The CCL strategy entails reaching out to all members of Congress, in both parties, regardless of their specific views or past staunch opposition to carbon-reduction legislation. The aim is to listen, to understand what specific elected officials and their constituencies most value and how they prioritize issues of energy and climate, and to work with them to help them achieve their goals in a way that is consistent with establishing a sustainable, responsible climate policy.
As part of the Citizens Climate Lobby myself, I can say it is integral to the organization’s mission to work to transition the United States from a legislative climate of full-time professional lobbyists to a new paradigm wherein ordinary citizens speaking for their communities and for the well-being and rights of future generations, are the preferred interlocutors for shaping the nation’s laws.
The conference was a three-day event, in conjunction with the RESULTS National Conference, from June 20 through 22, where citizen volunteer lobbyists gather to push Congress to act to combat poverty at home and around the world. Sunday and Monday were training and informational days, in which the CCL volunteers heard directly from established scientists presenting the latest science regarding climate destabilization and carbon emissions, and participated in workshops designed to prepare the teams for meetings with members of Congress and their staff.
The specific focus of Citizens Climate Lobby’s efforts on Capitol Hill is to promote proposed language for a fee/dividend approach to limiting and reducing carbon emissions and promoting the transition to a world-leading clean energy economy. The proposed legislation would:
- fee: place a direct and steadily increasing (year on year) cost on CO2 at the point of entry into the economy (well, mine or port);
- dividend: return 100% of revenues collected to the American people directly, an equal amount per capita to every household;
- clean energy: set a price that will make renewables cheaper than fossil fuels within 10 years;
- level playing field: apply a border adjustment to balance carbon pricing for products from nations that do nothing to increase cost of carbon emissions;
- pollution: stop construction of all new coal-fired power plants and phase out all existing plants, starting with the dirtiest…
The plan is supported by Dr. James Hansen (NASA’s leading climate scientist), by numerous retired military leaders and by leading members of the faith community.
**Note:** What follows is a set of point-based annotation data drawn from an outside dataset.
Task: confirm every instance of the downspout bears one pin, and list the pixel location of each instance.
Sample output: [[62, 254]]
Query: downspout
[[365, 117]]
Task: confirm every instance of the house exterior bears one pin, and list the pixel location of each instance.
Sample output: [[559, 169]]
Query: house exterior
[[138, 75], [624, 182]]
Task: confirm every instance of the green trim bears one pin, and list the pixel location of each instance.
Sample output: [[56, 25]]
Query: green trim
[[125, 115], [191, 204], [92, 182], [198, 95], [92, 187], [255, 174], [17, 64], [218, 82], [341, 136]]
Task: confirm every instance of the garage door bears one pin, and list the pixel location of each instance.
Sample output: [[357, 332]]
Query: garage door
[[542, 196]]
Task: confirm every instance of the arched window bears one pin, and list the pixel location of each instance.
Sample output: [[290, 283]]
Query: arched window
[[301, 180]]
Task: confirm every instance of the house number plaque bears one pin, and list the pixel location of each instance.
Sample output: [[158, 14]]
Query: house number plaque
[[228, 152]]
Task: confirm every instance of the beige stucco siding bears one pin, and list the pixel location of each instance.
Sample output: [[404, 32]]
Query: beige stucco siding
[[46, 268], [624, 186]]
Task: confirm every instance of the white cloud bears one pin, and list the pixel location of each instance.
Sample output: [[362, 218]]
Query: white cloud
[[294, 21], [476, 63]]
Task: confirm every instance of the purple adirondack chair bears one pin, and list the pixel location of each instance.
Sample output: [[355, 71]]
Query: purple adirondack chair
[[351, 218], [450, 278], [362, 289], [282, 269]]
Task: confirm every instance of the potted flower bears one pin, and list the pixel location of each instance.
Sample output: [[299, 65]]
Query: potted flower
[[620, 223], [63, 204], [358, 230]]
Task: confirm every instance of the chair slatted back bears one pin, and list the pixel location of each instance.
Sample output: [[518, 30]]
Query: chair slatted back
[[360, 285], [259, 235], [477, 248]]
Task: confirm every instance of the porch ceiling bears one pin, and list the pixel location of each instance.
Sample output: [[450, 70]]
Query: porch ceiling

It is designed to relocate the hidden costs of carbon-based fuels (‘negative externalities’, in economics-speak) from the citizen, the community and the small business, back to the interests that seek to profit from the resources that generate those negative externalities for which the rest of us pay.
The CCL approach is intended not to be punitive, but to be clear and transparent. It does not discriminate, and it does not in any way limit the freedom of carbon-based enterprises to join the clean energy revolution. Over time, as the cost of producing energy from carbon-based fuels goes up, investment will move toward clean energy resources, technology and infrastructure, which will allow private enterprise to profit more readily and more consistently than the more costly carbon-based alternative, with its tendency to extreme volatility in pricing.
This method allows citizens, communities and small businesses to pay for any increase in costs that might come from utilities or other industrial enterprises passing along carbon fee costs to the consumer, and to drive demand for a clean energy alternative. The plan allows the American people to build the clean energy future they would prefer, and to drive a new wave of investment in innovation and ingenuity to secure the nation’s energy independence and protect the natural environment against progressive global climate destabilization.
Having met with and listened to so many members of Congress and/or their climate and energy policy advisers, CCL has begun the process of working to find areas of mutual interest and shared principle that can build a fabric of common understanding and common interest between rival political parties, rival community interests, rival ideological camps and even rival industries, to forge the political will to achieve the clean energy revolution this nation needs for its future economic, environmental and military security.